Побывал он на залитых солнцем лугах
И в пещерах, что тьмою навечно укрыты,
Пропадал он от хлада на снежных полях
И от зноя в пустыне почти был убитый.

Но вот годы прошли, он закончил свой путь
У скал северных, голых, почти неприступных,
Его кровь, как предсмертно застывшая ртуть,
Не течёт уже больше в тех венах распутных,

Что когда-то несли распалившийся жар,
Кой огнём был из сердца рождён непреклонным,
Чтобы он возжигал в нём любовный пожар,
Здравый смысл запирая в застенках бетонных.

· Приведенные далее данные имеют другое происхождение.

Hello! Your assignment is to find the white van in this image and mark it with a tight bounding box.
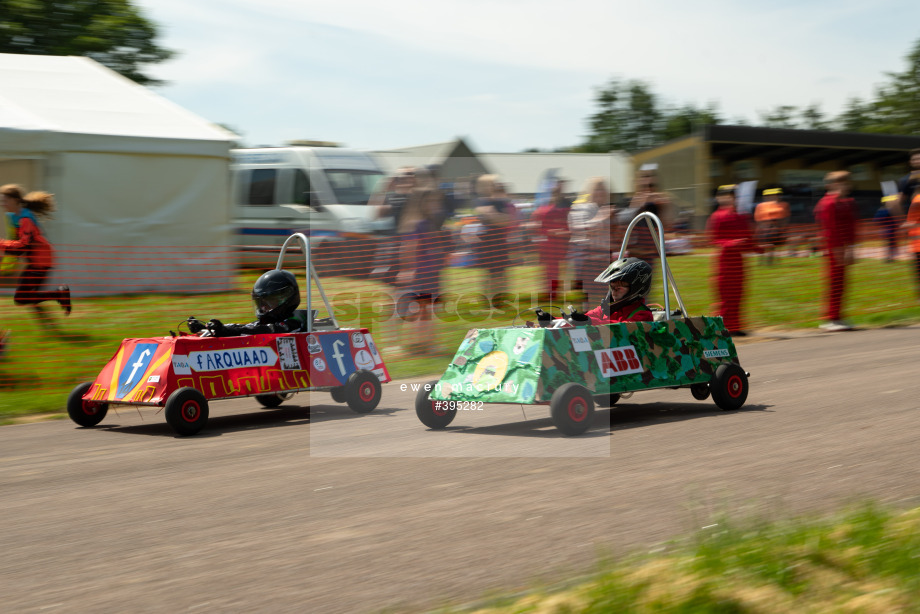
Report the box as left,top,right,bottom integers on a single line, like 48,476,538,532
231,147,384,269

Он пытался оседлую жизнь завести
И срубил себе дом у подножья предела.
Но остаться на месте — ещё часть пути,
А вторая, чтоб к месту душа прикипела.

Пол дороги пройдя и осев на скале,
Он не смог повернуть русло жизни в рутину:
Вечный зов чудных стран, прилетевший извне,
Клин вбивал в его мирную жизни картину.

И вот снова труба позвала в дальний путь,
С места сдёрнув его, словно лист пожелтевший,
Всё ж не смог он стабильностью жизнь обмануть,
Вновь ему огонёк дал маяк потускневший.

И он в горы пошел те, которые раньше
Всем в округе казались неприступной стеной,
Где под звуки людей проклинающей баньши
И боец, и охотник обретали покой.

Он прошел сквозь ущелья с водой ледяною,
По вершинам заснеженным призрачных скал,
Приведений видал он в горах под луною,
В чьих глазах вечный голод и острый металл,

И полям, занесенным белёсою мглою,
Нет предела, казалось, куда взгляд ни кинь,
Но тропинка меж скал рассекла тетивою
Синевато-белёсую снежную стынь.

От мороза глаза его стали слипаться,
Он почувствовал тяжесть в замерзших костях
И решил на ночлег в мелкой роще остаться,
Разведя на поляне костёр на углях.

У костра ночью сидя и греясь с мороза,
Путник наш незаметно уснул невзначай,
И ему вдруг привиделась яркая грёза,
В ней к любимой летел он, забыв про печаль.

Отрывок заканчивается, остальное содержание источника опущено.